When determining the poverty rate, the Census Bureau counts all income before taxes earned by a family. It does not include non-cash benefits, such as Medicaid and Supplemental Nutrition Assistance Program (SNAP) benefits, or tax liabilities and credits, such as the Earned Income Tax Credit (EITC).

Unlike the federal poverty income guidelines that are set at the beginning of each year and are used to determine eligibility for a variety of public programs, the poverty thresholds vary by age, family size and composition. For example, in 2014 the poverty threshold was $12,316 for a single person under 65 and $24,008 for a family with two parents and two children. Thresholds are slightly lower for individuals and couples over 65 and vary slightly by the number of children and adults in the family. They do not vary by geography and therefore do not take into account regional differences in the costs of living. Thresholds are updated each year to take inflation into account.

Like all surveys, the American Community Survey (ACS) — the source of data for this analysis — provides estimates from a random sample of households. These estimates have a margin of error. Results will vary from one sample to another to a certain extent, depending on sample size and the particular characteristic that is being measured.

When comparing two measures — for instance, the poverty rate in two different years or among two different racial groups — it is important to consider how this sampling variability affects the difference between the two measures. If the difference between the two rates would occur due to variability less than 10 times out of 100, then we can say that we have a 90 percent level of confidence that the difference between the two rates reflects an actual difference. In other words, the chance that the difference between the two estimates is simply the result of random chance is less than 10 percent. While different levels of confidence (e.g., 95 or 99 percent) can be used to measure significance, the 90 percent level is typically used when analyzing ACS data, and that is the level used here when establishing whether a difference is significant.[8]


[1] OCPP analysis of 2014 Federal Poverty Thresholds. Federal poverty thresholds are different from federal poverty guidelines. Federal poverty thresholds are updated annually by the U.S. Census Bureau and primarily used for statistical calculations. The federal poverty guidelines are an administrative tool primarily used for determining eligibility for certain programs like the Supplemental Nutrition Assistance Program (SNAP, formerly called food stamps) or Medicaid.

[2] Oregon Economy Continues to Be Top Performer, Oregon Center for Public Policy, January 2015.
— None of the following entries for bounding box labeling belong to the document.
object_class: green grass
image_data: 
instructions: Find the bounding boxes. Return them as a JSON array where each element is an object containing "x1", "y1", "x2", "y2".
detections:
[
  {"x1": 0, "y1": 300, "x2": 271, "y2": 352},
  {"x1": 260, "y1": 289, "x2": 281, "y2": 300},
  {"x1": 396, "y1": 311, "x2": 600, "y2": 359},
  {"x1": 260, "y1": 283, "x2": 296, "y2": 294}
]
[3] Unless otherwise noted, all figures in this fact sheet are from OCPP analysis of American Community Survey data.

[4] See Defining ‘Poverty’ Matters Statesman Journal, March 11, 2012.

[5] How We Measure Poverty,” Oregon Center for Public Policy, February 2000.

[6] For a literature review of the impacts of poverty on child development, see Child Poverty in the U.S.: An Evidence-Based Conceptual Framework for Programs and Policies, Handbook of Applied Developmental Science, Volume 2.

[7] OCPP analysis of Portland State University Population Research Center data.

[8] For more on calculating levels of confidence and testing for significance, see Instructions for Applying Statistical Testing to ACS 1-Year Data, U.S Census Bureau.